Count IV alleges that “[t]he acts, omissions, and conduct of all defendants in this cause of action constitute assault, battery, intentional infliction of emotional distress, and due process violations of the Constitution of the Commonwealth of Pennsylvania and state law.” The City argues that these state law claims should be dismissed because they are barred by Pennsylvania’s Political Subdivision Tort Claims Act, 42 Pa. Cons. State. Ann. § 8541, et seq. (the “Tort Claims Act”). The Tort Claims Act grants broad immunity to local agencies, such as the City, providing that “‘no local agency shall be liable for any damages on account of any injury to a person or property caused by any act of the local agency or an employee thereof or any other person.’” Sanford v. Stiles, 456 F.3d 298, 315 (3d Cir. 2006) (quoting 42 Pa. Cons. Stat. Ann. § 8541)). There are eight exceptions to this broad immunity, permitting the imposition of liability for negligence relating to:

(1) the operation of a motor vehicle in the possession or control of a local agency;
(2) the care, custody or control of personal property in the possession or control of a local agency; (3) the care, custody or control of real property; (4) a dangerous condition created by trees, traffic controls, or street lights; (5) a dangerous condition of utility service facilities; (6) a dangerous condition of streets; (7) a dangerous condition of sidewalks; (8) the care, custody or control of animals in the possession or control of a local agency.

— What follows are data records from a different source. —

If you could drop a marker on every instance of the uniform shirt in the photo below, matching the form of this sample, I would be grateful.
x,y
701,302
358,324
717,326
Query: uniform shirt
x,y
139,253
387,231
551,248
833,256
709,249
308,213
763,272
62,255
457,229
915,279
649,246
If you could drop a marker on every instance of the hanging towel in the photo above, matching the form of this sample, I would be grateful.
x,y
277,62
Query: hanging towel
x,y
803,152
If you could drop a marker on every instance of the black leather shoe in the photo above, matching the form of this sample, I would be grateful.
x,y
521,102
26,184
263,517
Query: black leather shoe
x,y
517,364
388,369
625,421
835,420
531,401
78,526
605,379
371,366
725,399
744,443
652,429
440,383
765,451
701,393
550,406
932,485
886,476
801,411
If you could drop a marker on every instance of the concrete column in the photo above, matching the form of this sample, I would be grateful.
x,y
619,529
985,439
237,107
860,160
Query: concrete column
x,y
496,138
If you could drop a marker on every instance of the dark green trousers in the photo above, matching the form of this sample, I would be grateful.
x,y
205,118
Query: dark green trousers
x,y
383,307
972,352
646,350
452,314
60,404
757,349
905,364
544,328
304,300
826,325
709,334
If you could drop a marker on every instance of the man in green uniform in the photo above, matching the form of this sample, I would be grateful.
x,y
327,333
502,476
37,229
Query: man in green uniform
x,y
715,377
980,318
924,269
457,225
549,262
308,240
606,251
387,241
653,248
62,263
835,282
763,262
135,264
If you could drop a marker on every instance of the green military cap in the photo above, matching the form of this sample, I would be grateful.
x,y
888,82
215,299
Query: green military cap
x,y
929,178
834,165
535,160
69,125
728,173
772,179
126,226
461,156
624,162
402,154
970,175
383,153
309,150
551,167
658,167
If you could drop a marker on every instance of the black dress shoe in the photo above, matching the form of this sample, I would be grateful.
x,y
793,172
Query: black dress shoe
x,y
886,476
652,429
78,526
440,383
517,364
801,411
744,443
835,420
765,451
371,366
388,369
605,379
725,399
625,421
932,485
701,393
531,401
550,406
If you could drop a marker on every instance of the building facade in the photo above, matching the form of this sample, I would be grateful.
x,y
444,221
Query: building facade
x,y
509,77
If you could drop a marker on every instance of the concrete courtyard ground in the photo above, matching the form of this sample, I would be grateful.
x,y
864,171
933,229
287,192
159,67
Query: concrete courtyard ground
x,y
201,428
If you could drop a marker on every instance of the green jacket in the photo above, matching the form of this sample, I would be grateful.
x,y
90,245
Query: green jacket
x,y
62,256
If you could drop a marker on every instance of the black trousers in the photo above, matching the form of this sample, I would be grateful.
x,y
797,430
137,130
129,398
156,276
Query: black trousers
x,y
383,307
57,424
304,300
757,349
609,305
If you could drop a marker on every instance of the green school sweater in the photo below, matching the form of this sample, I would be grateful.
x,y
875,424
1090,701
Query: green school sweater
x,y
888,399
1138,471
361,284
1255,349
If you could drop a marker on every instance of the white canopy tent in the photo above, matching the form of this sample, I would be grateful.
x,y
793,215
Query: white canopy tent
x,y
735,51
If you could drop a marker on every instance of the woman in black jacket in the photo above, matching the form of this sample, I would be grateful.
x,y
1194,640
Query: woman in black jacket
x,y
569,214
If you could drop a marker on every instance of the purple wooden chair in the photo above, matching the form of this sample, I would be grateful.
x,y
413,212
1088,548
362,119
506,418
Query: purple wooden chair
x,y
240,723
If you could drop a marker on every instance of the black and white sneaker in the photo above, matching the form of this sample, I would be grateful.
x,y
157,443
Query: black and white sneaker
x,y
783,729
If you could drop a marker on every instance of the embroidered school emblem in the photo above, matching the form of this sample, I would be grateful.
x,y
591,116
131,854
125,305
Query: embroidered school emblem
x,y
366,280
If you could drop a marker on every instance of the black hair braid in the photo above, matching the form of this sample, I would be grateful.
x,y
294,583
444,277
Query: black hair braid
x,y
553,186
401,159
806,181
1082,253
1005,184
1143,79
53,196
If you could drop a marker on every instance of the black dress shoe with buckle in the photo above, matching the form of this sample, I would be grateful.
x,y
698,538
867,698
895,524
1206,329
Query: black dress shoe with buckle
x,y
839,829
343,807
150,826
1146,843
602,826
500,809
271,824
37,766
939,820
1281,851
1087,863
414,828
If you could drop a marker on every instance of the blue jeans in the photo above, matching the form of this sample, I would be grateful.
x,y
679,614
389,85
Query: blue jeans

Id. at 315 and n.18 (citing 42 Pa. Cons. Stat. Ann. § 8542). Moreover, there is no exception to the City’s immunity for the “‘criminal, fraudulent, malicious or willful/intentional misconduct of [its] employee.’” Gallashaw v. City of Philadelphia, 774 F.Supp.2d 713, 719 (E.D. Pa. 2011) (quoting Hardy v. Big Beaver Falls Sch. Dist., 9 Pa. D. & C. 5th 482, 485 (Beaver Cnty. Court of Common Pleas 2009)); see also Acker v. Spangler, 500 A.2d 206, 207 (Pa. Cmmw. Ct. 1985) (stating that the Tort Claims Act does not create an exception “to the general rule of immunity” for the “willful tortious conduct” of an agency’s employees). We agree that none of the exceptions to the City’s immunity under the Tort Claims Act apply in this case. We conclude, accordingly, that Count IV should be dismissed for failure to state a facially plausible state law claim against the City upon which relief may be granted.

IV.CONCLUSION

For the foregoing reasons, we grant the City’s Motion to Dismiss in its entirety. Although Plaintiff has not sought leave to file a second amended complaint, we grant her leave to amend Counts I, II, and III to state facially plausible claims against the City for violation of Title VII and the ADEA, and for municipal liability under Section 1983. See Alston v. Parker, 363 F.3d 229, 235 (3d Cir. 2004) (stating that “even when a plaintiff does not seek leave to amend, if a complaint is vulnerable to 12(b)(6) dismissal, a District Court must permit a curative amendment, unless an amendment would be inequitable or futile” (citing Grayson v. Mayview State Hosp., 293 F.3d 103, 108 (3d Cir. 2002))). However, since the Tort Claims Act provides the City with immunity for the state law claims asserted in Count IV, we conclude that amendment of those claims would be futile and we deny Plaintiff leave to amend Count IV. If Plaintiff chooses to file a second amended complaint, she must do so no later than March 31, 2014. An “‘application for dismissal of this action may be made if a timely amendment is not forthcoming within that time.’” Id. (quoting Shane v. Fauver, 213 F.3d 113, 116 (3d Cir. 2000). An appropriate order follows.

ORDER

AND NOW, this 26th day of February 2014, upon consideration of the Motion to Dismiss filed by the City of Philadelphia, (Docket No. 6) and Plaintiff’s response thereto, IT IS HEREBY ORDERED as follows:

1. The City’s Motion to Dismiss is GRANTED;
2. Counts I, II and III of the Amended Complaint are DISMISSED WITHOUT PREJUDICE. Plaintiff may file a second amended complaint on or before March 31, 2014 that cures the deficiencies in her Title VII and ADEA claims (Count I), as well as her § 1983 claim for failure to train and supervise (Counts II and III); and
3. Count IV is DISMISED WITH PREJUDICE.